Do I use my cell phone while driving?
Do I carry on extended conversations?
I agree that driving requires focused attention to task, so when I use a cell phone while I am driving, it is with the following conditions:
I use a hands-free device (as required by law in my state).
My conversations are very brief, and are only done out of necessity (explanation to follow)
I don't begin the call until I am in a situation with very light traffic or if I have stopped the car.
I end the call if traffic conditions begin to suddenly become congested.
Some typical examples of my car-bound cell phone conversation nowadays:
Honey, I'm running a little bit late, but I'm on my way home. Don't worry! (conversation time--about 1 minute)
Doctor X, I am stuck in traffic, can I still come to your office if I am 15 minutes late for my appt? (conversation time--about 30 seconds)
Chez Poulet, we are going to be about 10 minutes late for our reservation. (conversation time--about 20 seconds)
In other words, I only use the cell phone while in the car if I have to notify someone of my late arrival. And, no, I am not constantly late. The above-noted examples might represent...perhaps 4 calls over the space of 2 months.
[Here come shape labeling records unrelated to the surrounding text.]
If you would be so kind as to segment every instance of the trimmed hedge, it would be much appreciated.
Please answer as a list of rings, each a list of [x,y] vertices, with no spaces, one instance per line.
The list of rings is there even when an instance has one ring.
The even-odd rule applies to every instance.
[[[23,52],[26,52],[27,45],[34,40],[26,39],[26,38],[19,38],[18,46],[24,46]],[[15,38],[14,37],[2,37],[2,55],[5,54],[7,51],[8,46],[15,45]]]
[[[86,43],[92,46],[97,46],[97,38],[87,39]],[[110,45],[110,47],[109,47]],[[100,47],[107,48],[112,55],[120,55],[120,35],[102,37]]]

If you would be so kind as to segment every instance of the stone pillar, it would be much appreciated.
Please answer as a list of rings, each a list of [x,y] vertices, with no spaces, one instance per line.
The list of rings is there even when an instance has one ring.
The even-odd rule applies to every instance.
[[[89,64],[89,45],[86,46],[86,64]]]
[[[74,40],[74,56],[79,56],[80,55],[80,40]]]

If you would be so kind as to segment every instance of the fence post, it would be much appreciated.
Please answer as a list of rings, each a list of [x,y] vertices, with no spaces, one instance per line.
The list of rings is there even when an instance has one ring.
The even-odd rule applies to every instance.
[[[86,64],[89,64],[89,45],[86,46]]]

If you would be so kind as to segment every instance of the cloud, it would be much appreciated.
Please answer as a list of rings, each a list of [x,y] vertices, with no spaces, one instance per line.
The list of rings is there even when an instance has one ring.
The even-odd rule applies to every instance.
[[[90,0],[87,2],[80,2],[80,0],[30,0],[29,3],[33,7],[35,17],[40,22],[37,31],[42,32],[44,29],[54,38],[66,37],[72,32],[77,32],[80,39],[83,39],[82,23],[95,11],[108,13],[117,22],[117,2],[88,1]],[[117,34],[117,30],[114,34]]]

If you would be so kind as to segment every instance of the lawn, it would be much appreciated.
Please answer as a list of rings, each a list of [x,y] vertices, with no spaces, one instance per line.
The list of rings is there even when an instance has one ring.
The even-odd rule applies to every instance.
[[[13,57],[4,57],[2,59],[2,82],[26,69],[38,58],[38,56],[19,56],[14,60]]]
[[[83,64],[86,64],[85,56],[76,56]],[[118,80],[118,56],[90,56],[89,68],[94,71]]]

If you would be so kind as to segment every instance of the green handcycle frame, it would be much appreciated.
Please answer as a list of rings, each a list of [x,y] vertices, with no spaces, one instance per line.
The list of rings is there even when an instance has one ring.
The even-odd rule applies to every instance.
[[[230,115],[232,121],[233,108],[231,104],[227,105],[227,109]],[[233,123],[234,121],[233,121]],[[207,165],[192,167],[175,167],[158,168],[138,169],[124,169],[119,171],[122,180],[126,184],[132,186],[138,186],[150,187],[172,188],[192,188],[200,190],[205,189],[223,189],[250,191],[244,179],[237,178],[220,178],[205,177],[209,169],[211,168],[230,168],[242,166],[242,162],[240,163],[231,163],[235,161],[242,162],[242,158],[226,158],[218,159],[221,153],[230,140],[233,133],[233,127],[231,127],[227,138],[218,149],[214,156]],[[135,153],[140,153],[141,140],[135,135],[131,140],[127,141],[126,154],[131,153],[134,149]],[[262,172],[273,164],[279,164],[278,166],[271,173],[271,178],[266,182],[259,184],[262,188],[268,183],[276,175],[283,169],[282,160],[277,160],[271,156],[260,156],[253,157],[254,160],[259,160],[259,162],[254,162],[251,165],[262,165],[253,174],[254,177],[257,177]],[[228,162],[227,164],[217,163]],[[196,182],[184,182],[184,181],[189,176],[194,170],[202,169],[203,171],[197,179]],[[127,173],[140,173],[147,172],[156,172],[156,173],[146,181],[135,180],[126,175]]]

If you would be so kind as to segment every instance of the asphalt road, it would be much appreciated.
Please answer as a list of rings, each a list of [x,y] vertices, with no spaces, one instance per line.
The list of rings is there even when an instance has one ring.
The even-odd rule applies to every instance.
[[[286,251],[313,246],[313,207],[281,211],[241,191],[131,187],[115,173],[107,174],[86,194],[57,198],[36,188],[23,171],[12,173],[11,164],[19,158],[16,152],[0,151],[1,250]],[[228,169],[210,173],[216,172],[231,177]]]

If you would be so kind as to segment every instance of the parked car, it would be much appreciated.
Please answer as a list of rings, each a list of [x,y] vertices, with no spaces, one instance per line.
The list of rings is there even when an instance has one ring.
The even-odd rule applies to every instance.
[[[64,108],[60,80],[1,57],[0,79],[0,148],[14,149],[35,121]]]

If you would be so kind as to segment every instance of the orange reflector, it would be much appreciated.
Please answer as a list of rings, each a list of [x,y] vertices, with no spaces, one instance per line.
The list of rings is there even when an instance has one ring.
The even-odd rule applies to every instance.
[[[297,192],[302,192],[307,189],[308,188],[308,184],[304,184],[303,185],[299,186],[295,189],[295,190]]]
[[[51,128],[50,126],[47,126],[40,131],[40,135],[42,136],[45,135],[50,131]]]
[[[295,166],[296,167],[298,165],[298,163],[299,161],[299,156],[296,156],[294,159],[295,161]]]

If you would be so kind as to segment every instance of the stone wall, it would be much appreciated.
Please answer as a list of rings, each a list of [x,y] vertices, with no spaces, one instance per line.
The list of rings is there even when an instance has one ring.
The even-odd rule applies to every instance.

Driving behavior can definitely become different, in a negative sense, from using a cell phone. My first-hand lesson in this phenomenon was...maybe about 9 years ago, shortly after I got my first cell phone. I was on my way to work, and I was caught up in a big traffic jam as a result of an accident a few miles ahead on The Garden State Parkway. Ironically, I was only about 1/4 of a mile from my intended exit, but there I was, halted in traffic.
I perceived that this traffic jam would make me late for work, so once traffic had come to a complete halt, I called my secretary to tell her that I anticipated being about 15 minutes late. She kept me on the phone for several minutes more than I had intended, asking me questions of the "what should I do about..." nature. While I was explaining what she should do regarding these situations, traffic slowly began to move. Then it moved a little bit faster. While I was focused on my conversation with the secretary, I wound up driving right past my exit!
Because I was on a limited access highway, I had to drive to the next exit--about 4 miles distant--and then head back toward work on secondary roads and streets. The bottom line is that, even with the extra mileage that resulted from missing my exit, I was only about 4 minutes late for work. And, of course, that means that if I had not been on the cell phone, and had not missed my exit, I would have been on time for work!!
That experience gave me a very clear lesson in just how distracted a driver can be when talking on a cell phone. Because of that phone conversation, I drove right past an exit that I had been using for...probably about 7 years. If I was able to be distracted from something that familiar, just imagine how poorly a driver will deal with an unexpected situation while gabbing on the phone while driving, and that is why my calls nowadays are only to notify someone if I will not arrive on time.